Ron radelt im Stehen, so schnell, wie er nur kann. Die Ampel an der großen Kreuzung steht auf Grün, er beschleunigt und tritt wie ein Wahnsinniger in die Pedale. In der Ferne auf der rechten Seite sieht er sein Gymnasium, aber was geht ihn gerade die Schule an? Er biegt in die Via Sant’Isaia ein, ein Sprint an der Piazza Malpighi vorbei, dann rechts in die Via Ugo Bassi, im Slalom zwischen Bussen und Mofas hindurch, jetzt ist es bis zur Zara-Filiale nicht mehr weit.

Da fällt ihm ein, dass es in der Innenstadt von Bologna zwei Zara-Filialen gibt, eine am Anfang der Via Indipendenza und die andere ungefähr auf halber Länge derselben Straße … Welche der beiden hat Gimbo wohl gemeint? Er hätte es ihn fragen sollen, jetzt kann es passieren, dass er sie verpasst, weil sie vielleicht im anderen Laden sind.

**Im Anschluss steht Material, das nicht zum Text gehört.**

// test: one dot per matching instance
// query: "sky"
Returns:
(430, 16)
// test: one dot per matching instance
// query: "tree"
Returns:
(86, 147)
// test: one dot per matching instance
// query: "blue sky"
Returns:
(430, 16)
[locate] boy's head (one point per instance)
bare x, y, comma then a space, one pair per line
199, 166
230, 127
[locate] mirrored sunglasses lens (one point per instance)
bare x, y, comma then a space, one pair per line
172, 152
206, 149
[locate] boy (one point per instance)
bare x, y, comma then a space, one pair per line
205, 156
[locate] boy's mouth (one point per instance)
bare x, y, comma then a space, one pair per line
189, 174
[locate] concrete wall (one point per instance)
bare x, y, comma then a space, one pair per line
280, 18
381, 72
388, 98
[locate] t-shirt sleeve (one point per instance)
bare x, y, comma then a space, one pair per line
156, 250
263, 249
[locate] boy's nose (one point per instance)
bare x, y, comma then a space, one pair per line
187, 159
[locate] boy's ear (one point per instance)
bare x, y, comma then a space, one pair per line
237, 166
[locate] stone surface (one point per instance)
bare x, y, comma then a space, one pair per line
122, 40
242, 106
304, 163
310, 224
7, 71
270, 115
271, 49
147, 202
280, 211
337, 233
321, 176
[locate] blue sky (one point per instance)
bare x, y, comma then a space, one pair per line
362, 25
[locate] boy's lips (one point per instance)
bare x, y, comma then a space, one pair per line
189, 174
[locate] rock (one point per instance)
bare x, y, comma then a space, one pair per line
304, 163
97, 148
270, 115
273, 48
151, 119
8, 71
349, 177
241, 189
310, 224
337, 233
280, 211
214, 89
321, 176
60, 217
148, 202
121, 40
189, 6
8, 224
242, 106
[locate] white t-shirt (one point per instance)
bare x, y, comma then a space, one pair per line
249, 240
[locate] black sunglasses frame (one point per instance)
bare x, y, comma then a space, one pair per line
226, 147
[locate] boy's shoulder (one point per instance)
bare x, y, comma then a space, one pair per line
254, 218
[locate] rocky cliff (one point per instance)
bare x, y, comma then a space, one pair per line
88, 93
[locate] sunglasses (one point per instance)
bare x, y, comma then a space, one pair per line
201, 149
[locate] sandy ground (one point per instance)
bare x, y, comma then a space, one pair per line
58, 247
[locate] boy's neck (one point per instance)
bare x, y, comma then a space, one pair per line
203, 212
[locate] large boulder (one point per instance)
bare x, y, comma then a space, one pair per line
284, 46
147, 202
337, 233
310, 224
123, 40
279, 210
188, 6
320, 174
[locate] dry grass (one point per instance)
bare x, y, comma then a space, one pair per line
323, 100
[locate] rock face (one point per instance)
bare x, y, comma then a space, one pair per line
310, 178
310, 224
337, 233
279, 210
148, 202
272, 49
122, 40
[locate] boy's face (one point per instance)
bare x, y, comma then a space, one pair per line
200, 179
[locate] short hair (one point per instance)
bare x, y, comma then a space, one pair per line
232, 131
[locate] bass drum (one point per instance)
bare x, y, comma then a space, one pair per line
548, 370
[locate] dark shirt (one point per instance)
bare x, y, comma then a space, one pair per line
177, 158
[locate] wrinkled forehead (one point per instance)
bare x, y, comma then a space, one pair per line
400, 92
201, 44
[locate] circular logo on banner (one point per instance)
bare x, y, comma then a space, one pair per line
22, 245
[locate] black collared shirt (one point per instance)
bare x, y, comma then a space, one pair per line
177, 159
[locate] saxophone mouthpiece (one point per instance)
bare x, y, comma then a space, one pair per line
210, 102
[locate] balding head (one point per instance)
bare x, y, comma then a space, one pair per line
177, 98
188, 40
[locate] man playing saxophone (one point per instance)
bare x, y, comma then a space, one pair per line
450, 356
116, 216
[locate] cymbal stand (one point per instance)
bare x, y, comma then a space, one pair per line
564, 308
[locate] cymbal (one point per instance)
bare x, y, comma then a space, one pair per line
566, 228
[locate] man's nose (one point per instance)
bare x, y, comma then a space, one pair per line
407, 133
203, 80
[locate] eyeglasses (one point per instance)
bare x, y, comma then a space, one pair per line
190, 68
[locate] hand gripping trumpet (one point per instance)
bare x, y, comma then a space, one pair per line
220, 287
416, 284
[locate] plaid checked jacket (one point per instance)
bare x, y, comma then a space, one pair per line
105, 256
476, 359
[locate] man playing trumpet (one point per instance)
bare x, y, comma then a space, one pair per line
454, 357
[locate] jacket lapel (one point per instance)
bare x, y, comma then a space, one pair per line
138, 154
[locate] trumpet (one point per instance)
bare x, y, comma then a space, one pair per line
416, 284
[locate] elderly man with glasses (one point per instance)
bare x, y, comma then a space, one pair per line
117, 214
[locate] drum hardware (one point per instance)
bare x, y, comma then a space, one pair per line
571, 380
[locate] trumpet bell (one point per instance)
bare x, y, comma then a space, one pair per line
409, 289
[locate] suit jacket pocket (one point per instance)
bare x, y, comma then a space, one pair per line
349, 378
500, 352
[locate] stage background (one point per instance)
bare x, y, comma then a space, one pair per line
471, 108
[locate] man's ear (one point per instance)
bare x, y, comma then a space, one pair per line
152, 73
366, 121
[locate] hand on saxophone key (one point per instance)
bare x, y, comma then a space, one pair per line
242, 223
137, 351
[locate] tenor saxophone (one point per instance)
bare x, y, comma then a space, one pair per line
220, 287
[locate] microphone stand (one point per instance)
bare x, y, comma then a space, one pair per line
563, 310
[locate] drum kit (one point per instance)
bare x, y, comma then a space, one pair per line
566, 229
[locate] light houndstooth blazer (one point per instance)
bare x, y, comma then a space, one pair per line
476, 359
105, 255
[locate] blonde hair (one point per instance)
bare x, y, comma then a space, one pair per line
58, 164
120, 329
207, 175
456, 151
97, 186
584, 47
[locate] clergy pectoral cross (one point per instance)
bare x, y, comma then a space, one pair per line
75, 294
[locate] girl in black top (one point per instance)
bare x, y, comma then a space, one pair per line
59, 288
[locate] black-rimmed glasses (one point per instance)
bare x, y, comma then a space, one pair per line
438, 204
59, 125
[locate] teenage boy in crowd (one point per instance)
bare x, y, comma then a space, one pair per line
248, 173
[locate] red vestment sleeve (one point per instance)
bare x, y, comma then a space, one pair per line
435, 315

Bremsen kann man das nicht wirklich nennen: Ron knallt geradezu gegen eine der Säulen vor dem Geschäft, sperrt sein Rad ab und drückt dann noch den Knopf des unter dem Sattel befestigten GPS-Trackers: ein Weihnachtsgeschenk seiner Schwester, ein münzgroßes Teil, das mit einer App auf seinem Handy verbunden ist. Wenn sein Rad gestohlen wird, kann er nachverfolgen, wohin es gebracht wird. Vorausgesetzt, es funktioniert tatsächlich.

Ron schaut auf die Uhr. 16 Uhr 37. Weder Gimbo noch die Mädchen sind zu sehen. Ob sie vielleicht schon weitergegangen sind?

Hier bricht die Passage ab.